The XML Query Data Model and PASWA from noah_mendelsohn@us.ibm.com on 2003-06-09 (xml-dist-app@w3.org from June 2003)

From: <noah_mendelsohn@us.ibm.com>
Date: Mon, 9 Jun 2003 19:16:27 -0400
To: xml-dist-app@w3.org
Cc: fallside@us.ibm.com
Message-ID: <OFF92ED69A.FEAEECEE-ON85256D40.006F87E9@lotus.com>
PASWA [1] is an interesting proposal for several reasons, but especially
because it brings a degree of binary modeling and processing to XML (SOAP
in particular), while retaining XML's fundamentally "character oriented"
nature.  It's occurred to me that there are some similarities between the
PASWA model, and the XQuery 1.0 and XPath 2.0 Data Model[2], the latter now
being in last call.  The query model does a first class job of extending
the Infoset (actually re-expressing it) to include a character/value
duality.  I am not suggesting at this point that PASWA should definitely be
based on the Query model, but I am suggesing that there are enough
intriguing hints that it's worth some serious consideration.

Why consider the PASWA and XQuery models together?
==================================================

There are several reasons that suggest we should consider the relationship
between PASWA and the XQuery model, including:

* I believe the W3C has a general principle of taking the trouble to make
its recommendations work together.  If the PASWA model and the query model
are in the same space, we should at least evaluate the possibilties.

* Doing this right might improve our ability to support, for example,
returning a query result through SOAP.

* I have found that thinking about the Query model has highlighted some
aspects of PASWA that seem a bit vague, and that might be worth clarifying
(see below).

Downsides:  even considering the XQuery model will take some time and
energy, and there may be various details and edge cases that are
problematic.  As noted above, the right answer may in the end be to do
nothing, in which case the time spent will be in part a distraction from
moving ahead with PASWA.

What is the XQuery Data Model?
==============================

The best way to find out is to read the spec at [2].  With the caveat that
I am not on the query WG and not an expert in the data model, I will
attempt a summary that should be good enough to make the rest of this note
comprehensible.  There are several reasons that XPath and XQuery need a
model that's richer than XML itself.  In particular, these query
technologies deal when possible with typed XML data, and the XQuery model
can capture much of what's in an XML Schema PSVI.  Thus, every element and
attribute in the XQuery model can have a named type[3].
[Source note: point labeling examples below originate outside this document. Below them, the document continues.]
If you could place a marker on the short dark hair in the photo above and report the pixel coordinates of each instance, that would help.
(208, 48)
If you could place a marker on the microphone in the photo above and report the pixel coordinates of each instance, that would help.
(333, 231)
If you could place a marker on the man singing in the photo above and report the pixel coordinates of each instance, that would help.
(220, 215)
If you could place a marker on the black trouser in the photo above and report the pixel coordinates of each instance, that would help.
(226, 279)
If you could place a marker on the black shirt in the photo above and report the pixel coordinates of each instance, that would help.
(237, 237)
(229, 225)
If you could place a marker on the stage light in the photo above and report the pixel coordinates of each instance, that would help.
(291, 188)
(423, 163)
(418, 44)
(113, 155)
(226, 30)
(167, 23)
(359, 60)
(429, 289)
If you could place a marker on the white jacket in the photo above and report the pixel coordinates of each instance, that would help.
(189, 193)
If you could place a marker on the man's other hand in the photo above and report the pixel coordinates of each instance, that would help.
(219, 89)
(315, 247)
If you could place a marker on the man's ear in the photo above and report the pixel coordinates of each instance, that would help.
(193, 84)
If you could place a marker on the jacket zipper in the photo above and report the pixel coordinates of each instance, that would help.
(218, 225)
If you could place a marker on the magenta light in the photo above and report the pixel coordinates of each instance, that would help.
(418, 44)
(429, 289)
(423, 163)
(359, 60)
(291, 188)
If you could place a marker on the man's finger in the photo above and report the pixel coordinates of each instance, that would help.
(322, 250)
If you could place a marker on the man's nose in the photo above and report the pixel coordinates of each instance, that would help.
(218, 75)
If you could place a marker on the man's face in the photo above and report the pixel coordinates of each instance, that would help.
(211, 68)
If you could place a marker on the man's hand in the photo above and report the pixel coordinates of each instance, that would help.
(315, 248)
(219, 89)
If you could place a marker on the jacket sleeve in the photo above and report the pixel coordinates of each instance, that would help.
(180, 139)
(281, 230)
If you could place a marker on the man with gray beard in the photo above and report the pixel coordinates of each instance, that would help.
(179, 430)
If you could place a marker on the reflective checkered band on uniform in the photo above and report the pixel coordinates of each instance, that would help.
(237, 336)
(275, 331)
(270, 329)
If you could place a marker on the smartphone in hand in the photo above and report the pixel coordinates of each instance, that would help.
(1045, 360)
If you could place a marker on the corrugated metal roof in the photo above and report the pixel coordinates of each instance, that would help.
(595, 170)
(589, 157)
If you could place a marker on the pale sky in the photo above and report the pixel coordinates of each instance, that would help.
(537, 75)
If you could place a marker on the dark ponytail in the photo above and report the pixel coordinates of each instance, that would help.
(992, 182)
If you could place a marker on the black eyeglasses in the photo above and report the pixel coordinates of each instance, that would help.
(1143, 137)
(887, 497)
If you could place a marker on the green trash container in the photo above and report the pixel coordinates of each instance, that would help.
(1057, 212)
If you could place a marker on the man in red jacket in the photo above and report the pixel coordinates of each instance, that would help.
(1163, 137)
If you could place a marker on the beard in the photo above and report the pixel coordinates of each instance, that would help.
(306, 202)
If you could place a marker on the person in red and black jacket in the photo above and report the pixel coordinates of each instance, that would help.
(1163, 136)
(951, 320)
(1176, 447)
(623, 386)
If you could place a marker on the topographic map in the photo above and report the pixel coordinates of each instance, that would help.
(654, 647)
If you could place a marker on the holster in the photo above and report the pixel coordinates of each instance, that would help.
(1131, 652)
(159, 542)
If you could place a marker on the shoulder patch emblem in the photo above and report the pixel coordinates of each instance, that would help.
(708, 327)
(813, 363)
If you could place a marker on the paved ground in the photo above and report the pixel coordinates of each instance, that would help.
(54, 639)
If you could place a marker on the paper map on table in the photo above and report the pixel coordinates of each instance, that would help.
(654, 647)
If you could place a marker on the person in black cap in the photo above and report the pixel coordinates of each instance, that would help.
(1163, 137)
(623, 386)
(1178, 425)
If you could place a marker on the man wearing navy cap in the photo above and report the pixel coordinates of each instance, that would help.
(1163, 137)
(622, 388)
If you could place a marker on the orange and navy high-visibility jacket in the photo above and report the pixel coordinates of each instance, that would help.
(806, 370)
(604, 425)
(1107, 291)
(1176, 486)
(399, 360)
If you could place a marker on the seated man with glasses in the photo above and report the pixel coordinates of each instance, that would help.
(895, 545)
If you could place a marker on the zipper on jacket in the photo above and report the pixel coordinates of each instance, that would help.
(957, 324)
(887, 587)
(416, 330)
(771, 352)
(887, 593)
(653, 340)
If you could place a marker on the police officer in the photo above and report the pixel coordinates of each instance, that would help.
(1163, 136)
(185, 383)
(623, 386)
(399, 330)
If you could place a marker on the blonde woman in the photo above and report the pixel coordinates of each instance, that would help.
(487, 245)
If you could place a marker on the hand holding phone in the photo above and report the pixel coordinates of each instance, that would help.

Furthermore, each element (of simple type) or attribute node can present
its contents in two forms:  as a string [4] or as a value [5].  Now comes
the past that I find so similar to PASWA:  a node can start out as a string
from which a value can be derived (e.g. by schema validation), or you can
start with a value and get a string.  It's the latter case that sounds like
PASWA:  you start with the value, and generate characters only when you
need them.  Query does this, for example, when creating nodes with computed
values.  Let's say I have the following query element constructor fragment:

      <person>
         <name>Bob Smith</name>
         <ageNextYear>{$i/ageThisYear + 1}</ageNextYear>
      </person>

Note that the ageNextYear field is computed.  Just like a PASWA binary
object, it starts out as a value (the result of an arithmetic operation).
The data model says that the value itself can be accessed (probably an
integer, on which more arithmetic could be done) or a string form can be
retrieved.  The conversion is specified on a per-type basis, but is
typically the XML schema canonical form.

It should be noted that the XML query model handles much more than XML
documents, so there would be some questions to settle in reconciling it
with PASWA.  The query model can handle sequences of nodes, free-standing
nodes such as attributes, etc.  In any case, I think that the proposed
PASWA model is quite close to a particular application of the Query data
model.  Indeed, in the proposals below I deal with this be stating that we
only care about Data Models that correspond to legal SOAP Envelope
Infosets.

Some things I learned thinking about the two models
===================================================

Considering PASWA and the Query model together reminds me that we need to
be very careful and explicit about the contract between communicating PASWA
nodes.  In particular, we preseume that a sending node has (in the
interesting case) local knowledge that the character children of some
particular element are in fact the canonical form of the schema type such
as base64Binary.  Some questions:

* Is it inherent in PASWA that every binding must communicate that typing
information to the next hop?  Thinking about the query model reminded me of
this question, as the model has an explict dm:type accessor.  Our options
seem to be:
- Yes in all cases:  this makes it easy for successive hops to preserve the
optimization, but it's not immediately obvious how an older binding would
pass along this hint.
- No, not ever:  Works with any binding, but seems to require each
receiving node to guess and then verify using unspecified means which
elements are subject to optimization.
- Binding dependent:  lets smart bindings do the right thing, but has
inconsistent semantics when traversing new and old bindings.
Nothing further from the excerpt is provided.